Banks’ sales of fixed and variable annuities remained largely flat in November.
Fixed annuities sales were steady at $1.1 billion, whereas variable annuities gained $100 million from a month earlier ending November at $1.5 billion, according to data from Kehrer-LIMRA.
However, a peak inside those numbers reveals some interesting trends: First, November marks the third straight month that variable annuities have trumped fixed-annuity sales, and the first month since November 2007 that variable annuities were a larger part of banks’ revenue mix, said Janet Cappelletti, associate research director of Kehrer-LIMRA in Windsor, Conn. “If they continue on this trajectory, variable annuities should make a strong comeback,” she said.

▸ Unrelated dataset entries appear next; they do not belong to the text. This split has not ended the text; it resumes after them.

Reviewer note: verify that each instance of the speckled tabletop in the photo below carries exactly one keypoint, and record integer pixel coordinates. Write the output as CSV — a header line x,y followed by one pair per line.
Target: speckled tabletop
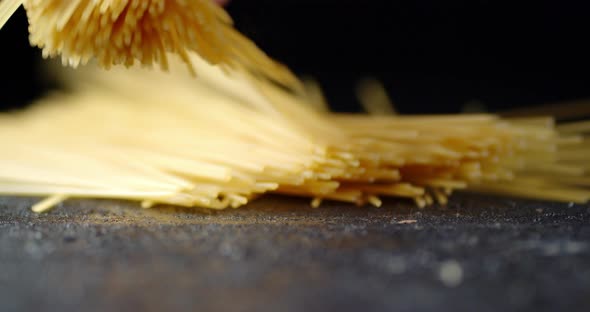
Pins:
x,y
477,254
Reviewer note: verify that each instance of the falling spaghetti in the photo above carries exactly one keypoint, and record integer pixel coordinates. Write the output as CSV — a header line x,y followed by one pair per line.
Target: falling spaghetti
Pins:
x,y
232,134
223,140
146,32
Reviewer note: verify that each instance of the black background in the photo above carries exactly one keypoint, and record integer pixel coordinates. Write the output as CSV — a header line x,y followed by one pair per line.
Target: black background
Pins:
x,y
433,56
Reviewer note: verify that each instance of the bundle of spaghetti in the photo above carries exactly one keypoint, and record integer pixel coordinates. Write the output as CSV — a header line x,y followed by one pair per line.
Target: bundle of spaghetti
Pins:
x,y
125,32
223,140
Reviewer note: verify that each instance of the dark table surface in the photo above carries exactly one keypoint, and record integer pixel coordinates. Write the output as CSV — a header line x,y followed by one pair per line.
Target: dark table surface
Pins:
x,y
477,254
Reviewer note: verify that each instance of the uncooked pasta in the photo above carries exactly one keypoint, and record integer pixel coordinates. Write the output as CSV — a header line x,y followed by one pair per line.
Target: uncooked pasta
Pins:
x,y
232,134
221,140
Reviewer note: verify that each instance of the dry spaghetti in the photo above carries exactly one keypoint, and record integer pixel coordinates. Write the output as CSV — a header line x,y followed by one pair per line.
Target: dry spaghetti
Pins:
x,y
125,32
223,140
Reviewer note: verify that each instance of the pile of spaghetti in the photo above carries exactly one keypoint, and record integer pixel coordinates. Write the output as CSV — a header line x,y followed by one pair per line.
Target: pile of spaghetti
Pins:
x,y
224,139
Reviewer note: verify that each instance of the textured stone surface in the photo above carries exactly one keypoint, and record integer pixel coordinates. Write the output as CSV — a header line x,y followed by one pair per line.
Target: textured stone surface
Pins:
x,y
483,253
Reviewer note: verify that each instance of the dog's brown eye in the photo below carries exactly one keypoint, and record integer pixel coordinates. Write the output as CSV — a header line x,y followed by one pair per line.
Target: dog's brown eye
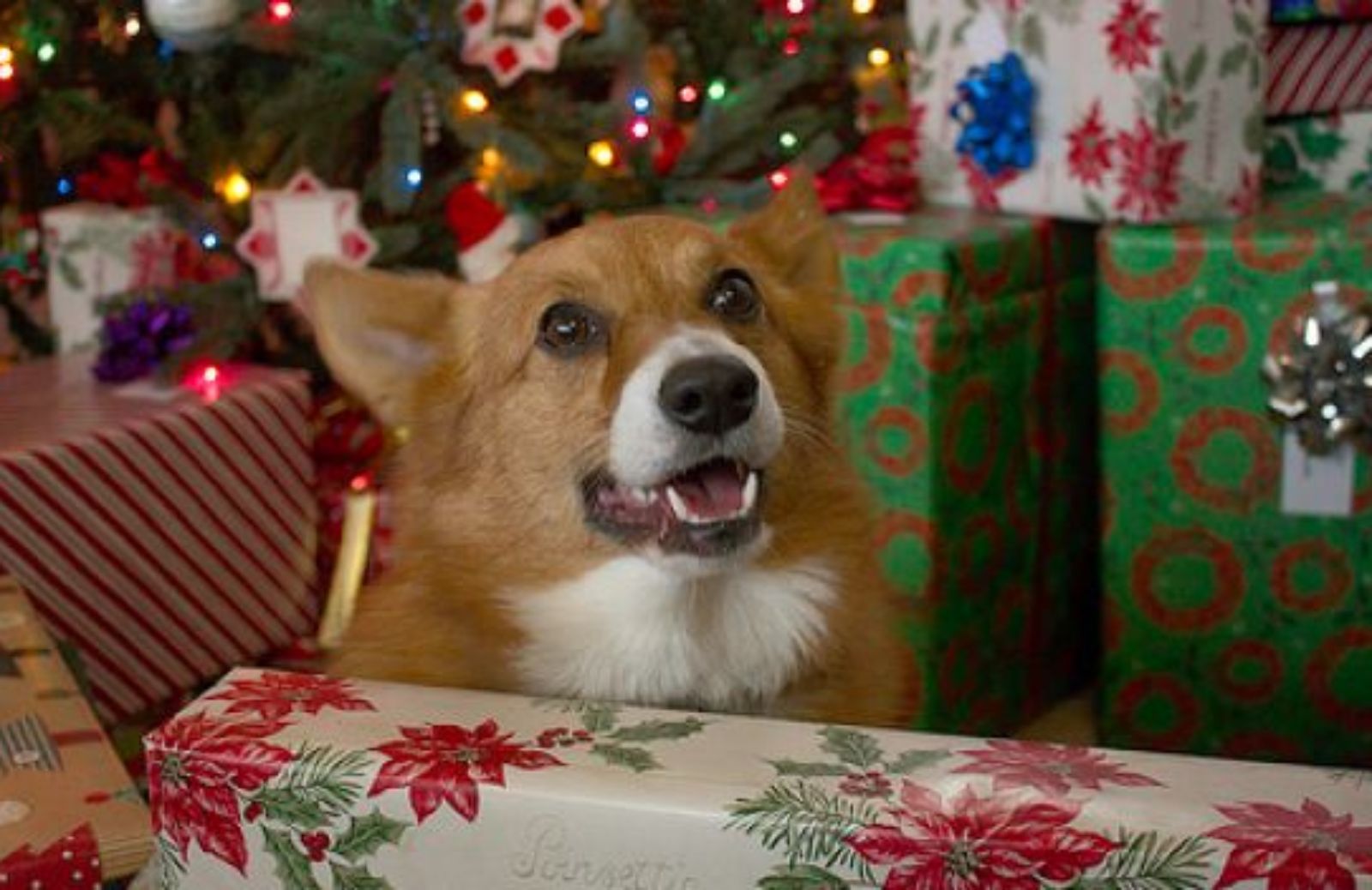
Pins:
x,y
734,297
569,329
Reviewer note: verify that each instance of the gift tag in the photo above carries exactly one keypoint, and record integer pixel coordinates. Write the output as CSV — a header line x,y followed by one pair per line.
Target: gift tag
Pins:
x,y
1316,484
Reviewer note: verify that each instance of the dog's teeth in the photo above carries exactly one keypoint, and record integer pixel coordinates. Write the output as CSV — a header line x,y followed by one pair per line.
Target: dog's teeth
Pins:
x,y
749,492
678,503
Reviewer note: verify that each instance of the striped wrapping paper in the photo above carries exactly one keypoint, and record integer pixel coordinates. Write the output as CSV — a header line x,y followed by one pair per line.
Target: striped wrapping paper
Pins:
x,y
168,537
1315,69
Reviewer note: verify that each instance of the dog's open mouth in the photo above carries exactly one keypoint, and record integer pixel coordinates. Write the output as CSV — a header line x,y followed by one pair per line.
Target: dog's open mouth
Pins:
x,y
707,510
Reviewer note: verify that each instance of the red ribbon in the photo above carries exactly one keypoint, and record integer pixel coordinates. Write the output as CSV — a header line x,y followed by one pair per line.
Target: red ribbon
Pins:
x,y
880,176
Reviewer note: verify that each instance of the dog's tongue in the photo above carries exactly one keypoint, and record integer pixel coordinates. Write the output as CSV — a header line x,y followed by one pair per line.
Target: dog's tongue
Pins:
x,y
711,491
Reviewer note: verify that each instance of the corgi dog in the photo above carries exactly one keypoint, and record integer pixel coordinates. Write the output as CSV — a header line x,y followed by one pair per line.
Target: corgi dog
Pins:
x,y
621,478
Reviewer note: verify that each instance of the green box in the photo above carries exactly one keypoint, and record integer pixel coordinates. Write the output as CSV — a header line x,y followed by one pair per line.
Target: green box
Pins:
x,y
967,402
1231,627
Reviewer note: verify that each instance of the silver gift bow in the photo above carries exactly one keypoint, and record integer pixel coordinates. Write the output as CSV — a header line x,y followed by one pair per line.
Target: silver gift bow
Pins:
x,y
1321,384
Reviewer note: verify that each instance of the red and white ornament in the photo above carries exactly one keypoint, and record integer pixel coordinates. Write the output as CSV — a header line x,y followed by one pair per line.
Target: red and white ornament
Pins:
x,y
304,221
514,36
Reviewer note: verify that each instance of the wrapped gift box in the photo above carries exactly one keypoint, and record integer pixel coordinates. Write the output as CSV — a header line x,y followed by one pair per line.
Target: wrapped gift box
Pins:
x,y
967,405
1316,69
1289,11
1324,153
1143,110
69,815
1238,620
168,533
290,780
96,251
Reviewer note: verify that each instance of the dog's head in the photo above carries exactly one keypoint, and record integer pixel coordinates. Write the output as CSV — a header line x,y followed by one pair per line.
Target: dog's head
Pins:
x,y
642,383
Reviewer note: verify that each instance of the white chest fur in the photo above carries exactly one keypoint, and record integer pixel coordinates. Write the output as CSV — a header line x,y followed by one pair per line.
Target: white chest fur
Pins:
x,y
637,633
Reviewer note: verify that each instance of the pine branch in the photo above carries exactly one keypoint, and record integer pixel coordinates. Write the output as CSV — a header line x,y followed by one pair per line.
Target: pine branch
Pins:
x,y
806,821
1149,862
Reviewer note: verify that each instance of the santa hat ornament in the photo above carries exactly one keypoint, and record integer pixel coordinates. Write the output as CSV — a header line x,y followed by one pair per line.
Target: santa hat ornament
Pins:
x,y
486,235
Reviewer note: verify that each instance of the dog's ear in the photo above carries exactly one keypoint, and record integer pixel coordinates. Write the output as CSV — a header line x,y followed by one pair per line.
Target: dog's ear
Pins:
x,y
793,235
379,331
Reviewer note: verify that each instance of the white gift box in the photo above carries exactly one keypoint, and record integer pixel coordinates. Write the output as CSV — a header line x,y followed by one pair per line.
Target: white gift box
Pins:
x,y
96,251
295,780
1145,110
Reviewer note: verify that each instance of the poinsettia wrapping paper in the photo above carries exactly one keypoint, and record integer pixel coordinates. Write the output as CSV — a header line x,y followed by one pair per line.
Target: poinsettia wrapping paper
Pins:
x,y
1324,153
295,780
169,535
1315,69
966,404
96,251
1146,110
1231,627
69,815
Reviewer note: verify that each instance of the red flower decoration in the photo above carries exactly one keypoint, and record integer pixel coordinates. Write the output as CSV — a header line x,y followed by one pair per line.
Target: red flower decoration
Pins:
x,y
1294,849
278,695
1134,34
978,842
1250,192
1090,148
443,764
1150,171
1053,770
866,785
985,191
196,770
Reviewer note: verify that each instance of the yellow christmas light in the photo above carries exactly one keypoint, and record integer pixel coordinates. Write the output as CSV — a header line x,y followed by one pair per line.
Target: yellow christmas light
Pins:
x,y
475,102
237,188
601,153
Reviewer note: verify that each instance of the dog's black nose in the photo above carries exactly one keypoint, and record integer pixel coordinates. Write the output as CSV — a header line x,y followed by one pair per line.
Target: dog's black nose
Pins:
x,y
710,395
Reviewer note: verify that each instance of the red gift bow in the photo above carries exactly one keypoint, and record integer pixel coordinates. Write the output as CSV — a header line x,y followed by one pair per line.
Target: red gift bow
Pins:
x,y
877,177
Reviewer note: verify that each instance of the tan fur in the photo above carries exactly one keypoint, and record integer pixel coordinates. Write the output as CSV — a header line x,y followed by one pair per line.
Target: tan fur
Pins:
x,y
501,432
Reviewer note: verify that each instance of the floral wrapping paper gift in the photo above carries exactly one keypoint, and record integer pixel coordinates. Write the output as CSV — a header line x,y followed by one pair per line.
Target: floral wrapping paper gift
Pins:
x,y
304,782
1131,110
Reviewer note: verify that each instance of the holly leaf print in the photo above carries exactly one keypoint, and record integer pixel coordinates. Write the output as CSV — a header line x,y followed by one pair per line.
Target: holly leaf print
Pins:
x,y
1195,68
786,767
912,761
1234,59
292,867
851,746
626,756
802,878
659,730
368,834
357,878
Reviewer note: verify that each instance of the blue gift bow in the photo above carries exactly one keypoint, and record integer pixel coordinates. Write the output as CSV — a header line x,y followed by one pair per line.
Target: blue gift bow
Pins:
x,y
995,107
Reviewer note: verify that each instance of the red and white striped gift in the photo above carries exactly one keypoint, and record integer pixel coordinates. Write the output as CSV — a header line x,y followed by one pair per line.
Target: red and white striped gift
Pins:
x,y
168,535
1314,69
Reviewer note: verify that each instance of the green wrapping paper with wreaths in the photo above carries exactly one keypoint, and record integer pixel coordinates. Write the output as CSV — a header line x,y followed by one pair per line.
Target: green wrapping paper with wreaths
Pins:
x,y
1234,627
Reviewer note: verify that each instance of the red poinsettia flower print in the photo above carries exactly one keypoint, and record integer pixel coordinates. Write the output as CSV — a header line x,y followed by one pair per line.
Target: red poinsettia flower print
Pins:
x,y
1149,173
985,189
1250,192
1132,34
1090,148
1294,849
278,695
983,842
196,768
1053,770
442,764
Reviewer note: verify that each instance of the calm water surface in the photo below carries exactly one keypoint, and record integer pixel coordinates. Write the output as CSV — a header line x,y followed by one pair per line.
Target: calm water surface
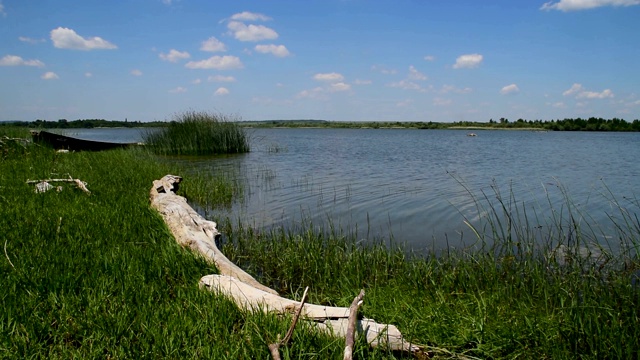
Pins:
x,y
412,184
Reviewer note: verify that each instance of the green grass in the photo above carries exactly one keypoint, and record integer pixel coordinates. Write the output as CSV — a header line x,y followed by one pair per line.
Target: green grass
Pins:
x,y
198,133
99,276
505,297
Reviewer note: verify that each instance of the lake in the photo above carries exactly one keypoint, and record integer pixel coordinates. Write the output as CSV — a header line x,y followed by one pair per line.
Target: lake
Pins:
x,y
419,186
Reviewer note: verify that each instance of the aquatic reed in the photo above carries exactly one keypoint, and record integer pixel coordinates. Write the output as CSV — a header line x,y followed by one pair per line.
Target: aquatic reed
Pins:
x,y
198,133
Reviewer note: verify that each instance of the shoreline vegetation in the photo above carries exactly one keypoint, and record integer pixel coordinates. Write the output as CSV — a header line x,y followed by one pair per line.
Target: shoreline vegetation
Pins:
x,y
99,275
577,124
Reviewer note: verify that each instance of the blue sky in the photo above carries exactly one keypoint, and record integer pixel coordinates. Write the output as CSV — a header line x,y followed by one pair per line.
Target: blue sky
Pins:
x,y
343,60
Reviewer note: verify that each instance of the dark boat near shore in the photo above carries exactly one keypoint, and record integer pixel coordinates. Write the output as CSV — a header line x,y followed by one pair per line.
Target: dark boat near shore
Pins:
x,y
58,141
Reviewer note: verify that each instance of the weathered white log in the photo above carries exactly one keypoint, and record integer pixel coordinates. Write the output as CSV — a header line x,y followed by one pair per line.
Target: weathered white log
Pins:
x,y
327,318
192,230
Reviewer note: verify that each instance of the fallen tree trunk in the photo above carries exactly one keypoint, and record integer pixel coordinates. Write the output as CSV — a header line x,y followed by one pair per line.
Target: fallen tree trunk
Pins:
x,y
192,230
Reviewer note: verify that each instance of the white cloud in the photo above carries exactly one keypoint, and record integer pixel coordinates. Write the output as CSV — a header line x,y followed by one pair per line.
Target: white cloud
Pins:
x,y
404,103
216,62
30,40
49,75
332,77
579,91
220,78
174,55
452,89
384,70
178,90
249,16
65,38
221,91
277,50
362,82
441,102
213,45
607,93
577,5
468,61
575,88
336,87
251,32
510,89
406,85
414,74
13,60
313,93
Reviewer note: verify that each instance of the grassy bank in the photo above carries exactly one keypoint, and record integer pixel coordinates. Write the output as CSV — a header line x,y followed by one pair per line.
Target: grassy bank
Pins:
x,y
198,133
99,276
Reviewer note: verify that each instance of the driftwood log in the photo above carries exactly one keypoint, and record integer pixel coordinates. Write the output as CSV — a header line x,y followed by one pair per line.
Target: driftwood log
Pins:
x,y
193,231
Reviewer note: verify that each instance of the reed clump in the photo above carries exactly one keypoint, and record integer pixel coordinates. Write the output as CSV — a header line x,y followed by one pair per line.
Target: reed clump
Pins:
x,y
199,133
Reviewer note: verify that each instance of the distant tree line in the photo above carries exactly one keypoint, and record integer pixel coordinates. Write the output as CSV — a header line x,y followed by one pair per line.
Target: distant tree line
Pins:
x,y
578,124
81,124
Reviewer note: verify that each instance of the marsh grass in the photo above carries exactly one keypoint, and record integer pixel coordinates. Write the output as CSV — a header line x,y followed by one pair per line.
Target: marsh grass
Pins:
x,y
198,133
507,296
100,276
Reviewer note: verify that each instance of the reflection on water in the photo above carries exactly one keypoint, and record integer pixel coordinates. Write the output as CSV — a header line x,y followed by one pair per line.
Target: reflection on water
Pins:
x,y
420,186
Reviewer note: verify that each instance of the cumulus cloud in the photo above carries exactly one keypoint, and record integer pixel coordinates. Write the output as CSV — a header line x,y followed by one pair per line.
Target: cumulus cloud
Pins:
x,y
221,91
414,74
384,70
174,55
249,16
607,93
277,50
65,38
213,45
220,78
441,102
406,85
332,77
580,93
340,86
178,90
49,75
216,62
313,93
452,89
468,61
575,88
362,82
510,89
251,32
30,40
577,5
14,60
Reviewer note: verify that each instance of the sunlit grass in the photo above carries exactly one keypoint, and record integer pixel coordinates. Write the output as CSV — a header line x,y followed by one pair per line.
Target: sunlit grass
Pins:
x,y
199,133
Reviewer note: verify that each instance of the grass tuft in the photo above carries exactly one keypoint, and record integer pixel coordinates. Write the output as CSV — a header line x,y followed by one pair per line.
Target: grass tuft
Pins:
x,y
199,133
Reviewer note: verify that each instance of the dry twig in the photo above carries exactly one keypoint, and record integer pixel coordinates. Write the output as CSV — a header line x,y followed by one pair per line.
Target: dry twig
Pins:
x,y
275,347
351,329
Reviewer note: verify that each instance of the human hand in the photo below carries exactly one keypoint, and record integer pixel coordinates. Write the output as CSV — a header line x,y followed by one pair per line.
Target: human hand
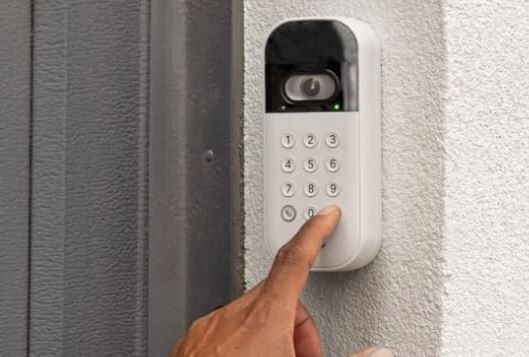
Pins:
x,y
270,320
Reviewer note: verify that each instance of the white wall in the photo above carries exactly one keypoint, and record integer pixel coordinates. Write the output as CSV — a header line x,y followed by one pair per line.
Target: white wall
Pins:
x,y
452,276
486,307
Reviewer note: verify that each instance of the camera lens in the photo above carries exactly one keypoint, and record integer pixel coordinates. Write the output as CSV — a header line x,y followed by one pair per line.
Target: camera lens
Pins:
x,y
310,87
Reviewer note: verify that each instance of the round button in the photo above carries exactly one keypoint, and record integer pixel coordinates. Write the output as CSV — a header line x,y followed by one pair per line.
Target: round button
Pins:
x,y
310,212
288,141
310,141
332,165
288,213
333,189
310,165
288,189
332,140
288,165
310,189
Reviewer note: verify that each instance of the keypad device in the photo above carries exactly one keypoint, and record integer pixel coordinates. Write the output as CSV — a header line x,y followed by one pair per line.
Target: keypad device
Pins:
x,y
314,170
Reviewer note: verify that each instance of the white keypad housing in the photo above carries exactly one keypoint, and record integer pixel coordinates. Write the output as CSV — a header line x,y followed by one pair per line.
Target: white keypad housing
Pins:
x,y
331,154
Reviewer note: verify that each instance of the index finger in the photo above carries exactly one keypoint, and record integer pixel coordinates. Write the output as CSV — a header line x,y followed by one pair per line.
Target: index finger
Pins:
x,y
293,261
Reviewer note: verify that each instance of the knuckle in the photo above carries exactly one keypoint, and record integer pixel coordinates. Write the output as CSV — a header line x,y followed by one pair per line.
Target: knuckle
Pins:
x,y
290,255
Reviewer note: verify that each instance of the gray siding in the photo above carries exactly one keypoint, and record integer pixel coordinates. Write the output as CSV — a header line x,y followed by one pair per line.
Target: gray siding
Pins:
x,y
88,272
15,106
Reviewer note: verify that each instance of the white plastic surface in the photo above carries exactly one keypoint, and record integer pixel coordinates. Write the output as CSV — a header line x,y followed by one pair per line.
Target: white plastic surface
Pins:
x,y
356,178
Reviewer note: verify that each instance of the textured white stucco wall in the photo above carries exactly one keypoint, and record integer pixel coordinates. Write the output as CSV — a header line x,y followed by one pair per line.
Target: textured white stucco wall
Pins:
x,y
395,302
486,307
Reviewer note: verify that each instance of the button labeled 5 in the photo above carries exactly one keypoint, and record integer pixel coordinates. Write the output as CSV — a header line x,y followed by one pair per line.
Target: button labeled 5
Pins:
x,y
288,189
310,165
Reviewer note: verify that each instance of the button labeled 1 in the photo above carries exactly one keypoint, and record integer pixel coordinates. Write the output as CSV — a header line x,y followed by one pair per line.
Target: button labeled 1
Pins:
x,y
288,141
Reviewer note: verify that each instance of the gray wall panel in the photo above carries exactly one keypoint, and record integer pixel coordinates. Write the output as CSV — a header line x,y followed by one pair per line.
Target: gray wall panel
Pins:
x,y
89,213
196,215
15,70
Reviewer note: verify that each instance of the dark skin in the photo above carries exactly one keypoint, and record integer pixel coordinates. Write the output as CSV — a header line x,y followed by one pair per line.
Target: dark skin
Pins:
x,y
270,320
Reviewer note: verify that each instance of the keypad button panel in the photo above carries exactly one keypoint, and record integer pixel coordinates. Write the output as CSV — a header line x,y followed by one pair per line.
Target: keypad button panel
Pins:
x,y
315,170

Meanwhile, low interest rates continue to dog fixed-annuity sales, but they’re gaining ground against their nemesis, CDs. In October, the average five-year CD paid six basis points more than a five-year fixed annuity, but in November fixed annuities gained ground, paying three basis points more on average. New data for December suggests that fixed annuities are gaining ground fast—they’re now 23 basis points ahead.
“Our rate watch for December shows that while the average five-year CD is paying 1.5%, the average fixed annuity is now paying 1.73%, which is quite a jump,” Cappelletti said. “So I think we’re looking at better days ahead.”